Now suppose we have been a party to a divorce that we sought to separate ourselves from a problematic marriage and partner. Our spouse had not committed adultery or deserted our marriage, but we didn’t get along and were unhappy. Through the state’s divorce court we broke up our marriage. This violated God’s law, “You shall not commit adultery.” Having done so, are we forever condemned with no hope of salvation? No, not any more than the woman caught in the act of adultery was condemned. Jesus told her that he did not condemn her, and that she ought to go and sin no more. Jesus upheld God’s law against adultery, calling it a sin, but he did not condemn the woman in the process. In telling her to go and sin no more, he called upon her to repent of her sin.
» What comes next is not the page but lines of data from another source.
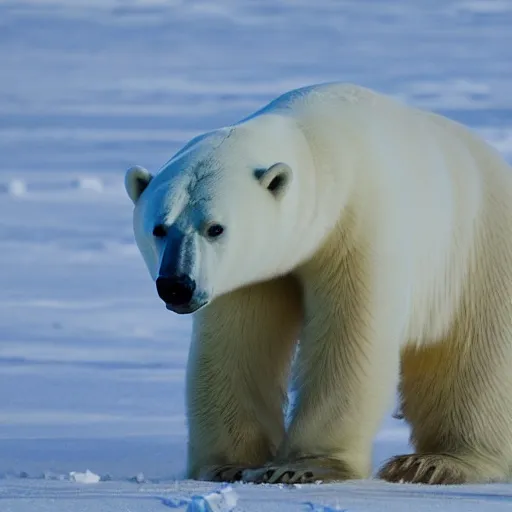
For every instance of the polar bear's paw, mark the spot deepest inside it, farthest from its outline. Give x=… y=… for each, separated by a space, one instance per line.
x=434 y=469
x=223 y=473
x=304 y=471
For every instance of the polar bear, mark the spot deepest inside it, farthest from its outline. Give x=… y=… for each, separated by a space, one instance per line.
x=378 y=235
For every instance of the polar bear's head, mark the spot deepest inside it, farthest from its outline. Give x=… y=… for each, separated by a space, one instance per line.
x=219 y=214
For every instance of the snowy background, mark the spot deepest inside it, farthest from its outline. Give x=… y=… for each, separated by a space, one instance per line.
x=92 y=365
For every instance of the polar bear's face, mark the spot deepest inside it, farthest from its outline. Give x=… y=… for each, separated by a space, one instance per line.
x=205 y=228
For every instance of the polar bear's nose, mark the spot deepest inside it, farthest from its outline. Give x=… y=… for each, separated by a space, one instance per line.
x=176 y=290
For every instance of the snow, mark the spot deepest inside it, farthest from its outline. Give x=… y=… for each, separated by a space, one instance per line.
x=92 y=365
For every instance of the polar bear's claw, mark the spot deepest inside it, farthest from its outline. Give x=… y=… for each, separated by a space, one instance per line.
x=304 y=471
x=434 y=469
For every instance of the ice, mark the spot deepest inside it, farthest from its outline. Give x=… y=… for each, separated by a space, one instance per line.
x=84 y=478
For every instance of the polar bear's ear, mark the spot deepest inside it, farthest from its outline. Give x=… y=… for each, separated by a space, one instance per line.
x=135 y=181
x=276 y=178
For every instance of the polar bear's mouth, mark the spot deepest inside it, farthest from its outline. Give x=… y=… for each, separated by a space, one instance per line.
x=186 y=309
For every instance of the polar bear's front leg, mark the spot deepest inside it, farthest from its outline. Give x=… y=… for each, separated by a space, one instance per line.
x=346 y=373
x=236 y=378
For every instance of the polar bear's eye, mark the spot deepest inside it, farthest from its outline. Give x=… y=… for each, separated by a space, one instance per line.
x=159 y=231
x=215 y=230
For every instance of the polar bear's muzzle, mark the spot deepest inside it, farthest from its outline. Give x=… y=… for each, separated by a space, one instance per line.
x=175 y=284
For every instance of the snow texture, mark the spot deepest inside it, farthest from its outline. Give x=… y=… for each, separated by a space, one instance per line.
x=92 y=365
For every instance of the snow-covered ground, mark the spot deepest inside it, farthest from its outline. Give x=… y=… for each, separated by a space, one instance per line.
x=91 y=364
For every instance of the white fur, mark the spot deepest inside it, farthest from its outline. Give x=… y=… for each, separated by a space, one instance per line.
x=392 y=239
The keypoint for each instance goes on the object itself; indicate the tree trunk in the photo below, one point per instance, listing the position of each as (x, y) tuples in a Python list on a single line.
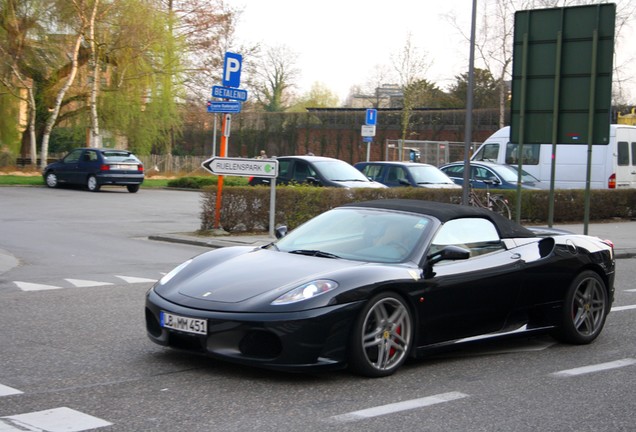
[(58, 101)]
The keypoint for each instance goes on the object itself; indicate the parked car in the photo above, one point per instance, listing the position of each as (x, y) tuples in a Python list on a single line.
[(395, 174), (318, 171), (95, 167), (371, 284), (492, 175)]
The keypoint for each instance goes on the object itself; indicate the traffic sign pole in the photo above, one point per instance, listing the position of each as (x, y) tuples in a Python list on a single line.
[(219, 185)]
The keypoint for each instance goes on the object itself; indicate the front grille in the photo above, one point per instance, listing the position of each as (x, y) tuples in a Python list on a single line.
[(260, 344)]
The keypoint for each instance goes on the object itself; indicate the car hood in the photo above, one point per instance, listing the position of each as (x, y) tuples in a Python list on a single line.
[(439, 185), (357, 184), (218, 279)]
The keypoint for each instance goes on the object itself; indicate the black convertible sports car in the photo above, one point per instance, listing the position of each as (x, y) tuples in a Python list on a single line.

In the blood of Jesus there is forgiveness for the penitent sinner. Jesus suffered and died for all sins, unlawful divorce being just one of them. If we have sinned through an unlawful divorce, Jesus calls out to us to repent of our sin and to come to him for the forgiveness of that sin, and then go and sin no more in that manner. Whether we have been guilty of an unlawful divorce, or any other sin that might be named, let us take comfort in God’s Word that assures us in 1 John 1:7: “The blood of Jesus his Son cleanses us from all sin.”
Then let us go and sin no more. Let’s preserve our Christian marriages to honor our Lord and to heed Jesus’ instruction: “Whoever should divorce his wife and should marry another woman commits adultery against her. And if she after divorcing her husband should marry another man, she commits adultery.”
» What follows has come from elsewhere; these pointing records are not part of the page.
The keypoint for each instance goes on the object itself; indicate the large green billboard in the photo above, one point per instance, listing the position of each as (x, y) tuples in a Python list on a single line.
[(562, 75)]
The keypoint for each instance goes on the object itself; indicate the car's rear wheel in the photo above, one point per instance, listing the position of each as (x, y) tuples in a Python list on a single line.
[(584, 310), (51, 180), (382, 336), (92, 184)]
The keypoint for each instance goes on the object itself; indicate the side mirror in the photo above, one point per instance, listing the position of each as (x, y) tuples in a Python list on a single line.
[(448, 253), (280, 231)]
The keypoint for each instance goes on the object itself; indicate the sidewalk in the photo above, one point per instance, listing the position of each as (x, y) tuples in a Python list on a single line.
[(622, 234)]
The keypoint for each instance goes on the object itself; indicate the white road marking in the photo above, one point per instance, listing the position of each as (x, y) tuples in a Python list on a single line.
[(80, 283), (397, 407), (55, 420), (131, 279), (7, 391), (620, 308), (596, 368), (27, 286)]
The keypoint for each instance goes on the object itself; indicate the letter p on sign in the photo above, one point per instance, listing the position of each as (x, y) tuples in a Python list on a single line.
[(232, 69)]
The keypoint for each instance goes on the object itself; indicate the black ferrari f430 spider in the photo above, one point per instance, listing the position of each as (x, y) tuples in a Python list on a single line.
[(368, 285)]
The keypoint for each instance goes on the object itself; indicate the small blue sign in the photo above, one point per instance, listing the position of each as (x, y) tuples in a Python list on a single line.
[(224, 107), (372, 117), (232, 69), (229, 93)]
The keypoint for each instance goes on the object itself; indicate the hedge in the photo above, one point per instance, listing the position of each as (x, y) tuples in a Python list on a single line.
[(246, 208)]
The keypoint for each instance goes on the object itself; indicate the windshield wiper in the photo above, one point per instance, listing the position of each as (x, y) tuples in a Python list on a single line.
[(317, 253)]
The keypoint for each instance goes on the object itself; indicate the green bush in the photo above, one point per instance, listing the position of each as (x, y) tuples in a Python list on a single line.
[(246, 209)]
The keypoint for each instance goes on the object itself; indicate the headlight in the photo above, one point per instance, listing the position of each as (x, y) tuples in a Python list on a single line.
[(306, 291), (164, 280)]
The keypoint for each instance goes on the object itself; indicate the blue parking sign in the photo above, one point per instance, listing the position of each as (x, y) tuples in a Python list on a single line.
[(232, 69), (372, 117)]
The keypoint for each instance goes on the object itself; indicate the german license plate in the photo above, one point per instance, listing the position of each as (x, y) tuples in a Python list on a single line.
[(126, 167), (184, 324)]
Jesus did allow one exception for divorce. Matthew 19:9 reports that he said, “But I say to you that whoever should divorce his wife, except for sexual immorality, and should marry another woman commits adultery.” A spouse’s sexual immorality and marital unfaithfulness are scriptural grounds for divorce.
Sexual immorality and marital unfaithfulness are the illicit sexual involvement of a spouse with a third party. Such sexual sin with a third party breaks the marriage vow, in which the man and woman pledged themselves to one another for life. All sexual sins break the marriage, whether it be an extra-marital affair, prostitution, homosexuality, lesbianism, incest, or bestiality. Such sexual sins give the innocent spouse a right to a divorce. The divorce in this case does not break the marriage, it merely announces the marriage was broken by the sexual sins of the guilty spouse.
In our text Jesus is speaking of the case where no such sexual sin has taken place. When there has been no sexual immorality and unfaithfulness, neither spouse has grounds for a divorce. Neither can literally send away and dismiss his spouse to break off the marriage. Anyone who does so and marries another commits adultery.
To honor our Lord, who loves and saved us, we will preserve our marriage, not break it in an unscriptural divorce. By faith we will remain committed to our Lord, to his Word, to our mate, to our marriage, to fidelity in every marital duty, for life, till death do us part.
When it comes to our marriage, lets remember this proverb from Deepening Love--For Marital Happiness:
Marriage is like an investment:
The more you put into it, the more you get out of it;
And if the transactions are handled wisely, it pays dividends.